Tickets for Death
Page 17
“Hell,” Shayne snapped, “that wouldn’t have done any good. Where would my proof be? I just had a hunch. I’m sorry about Ben Edwards, but I’m not sure it isn’t better this way. If he had lived he would have gone back to Joliet to serve an unexpired sentence. He escaped after serving five years of a twenty- to fifty-year rap.”
“That’s right, too.” Boyle’s tone was full of awe. He tapped a forefinger on Hardeman’s confession and nodded. “It’s all written down here.”
Shayne directed his next explanation to Will Gentry, who had subsided and slumped to a restful position in his chair. “I wanted to talk to Mayme Martin before I started on the case, and made a flying trip back to Miami to see her. I didn’t have time before leaving.” He paused and grinned sardonically. “I had an important engagement with Mr. Hardeman at exactly seven o’clock.” Shayne caught Gentry’s eye. Gentry nodded approval. His gaze shifted to Tim Rourke. Rourke’s nostrils flared and his eyes twinkled.
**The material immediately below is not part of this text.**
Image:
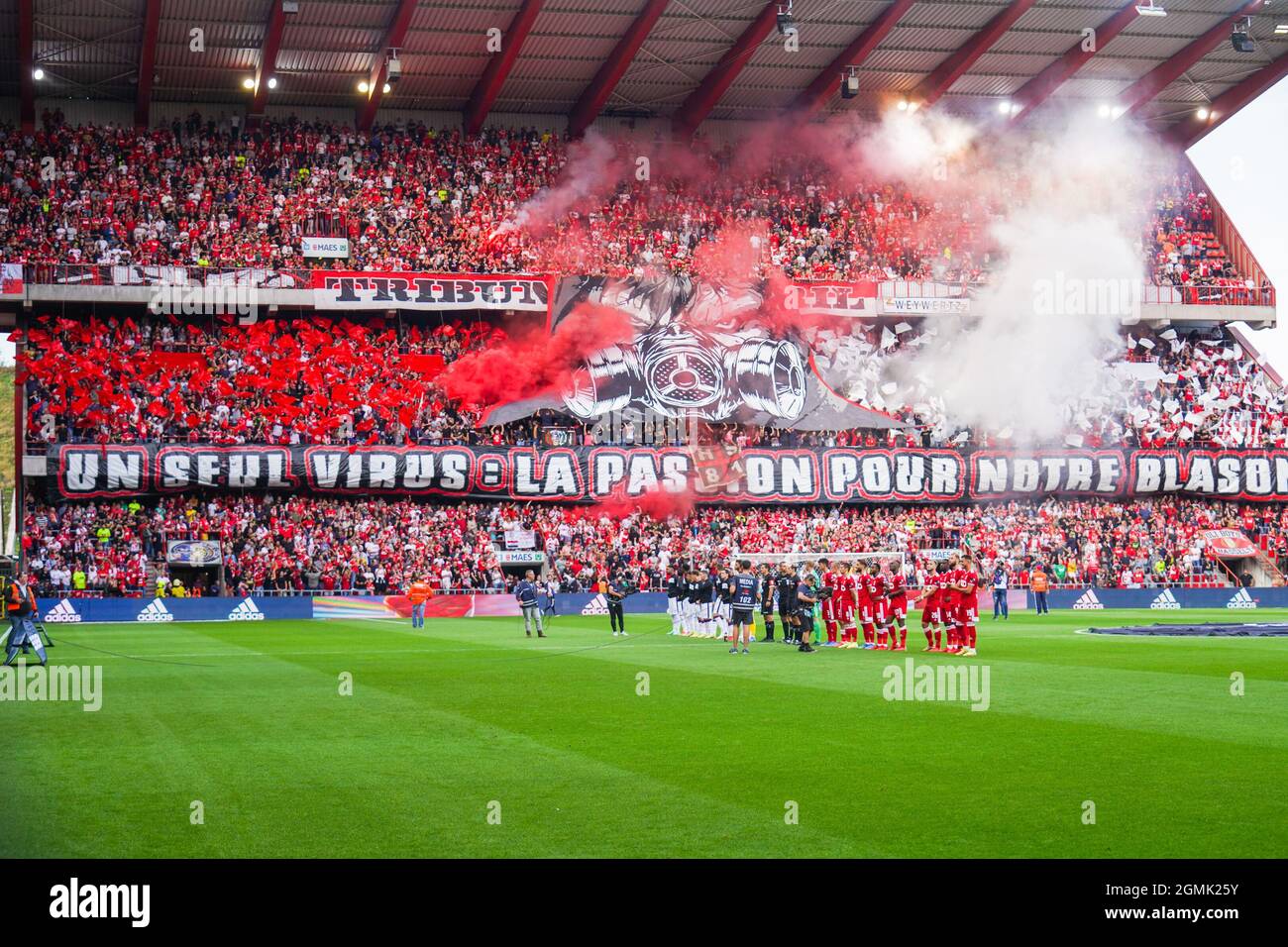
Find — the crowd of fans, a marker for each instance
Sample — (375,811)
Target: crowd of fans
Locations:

“When I got back to her apartment, Mayme Martin was dead,” Shayne resumed. “I made the mistake of first thinking she was murdered to prevent her from talking. Then—when Gentry showed me a slip of paper with my name and phone number on it, I began to see it differently. It looked as though she had been sent to tell me something that someone wanted me to know. You understand, gentlemen, I knew nothing about the case when I talked to Miss Martin. The only name she mentioned was Payson’s. She knew, somehow, that Payson intended calling me in on the case.”
By way of interruption, Mr. Payson coughed delicately.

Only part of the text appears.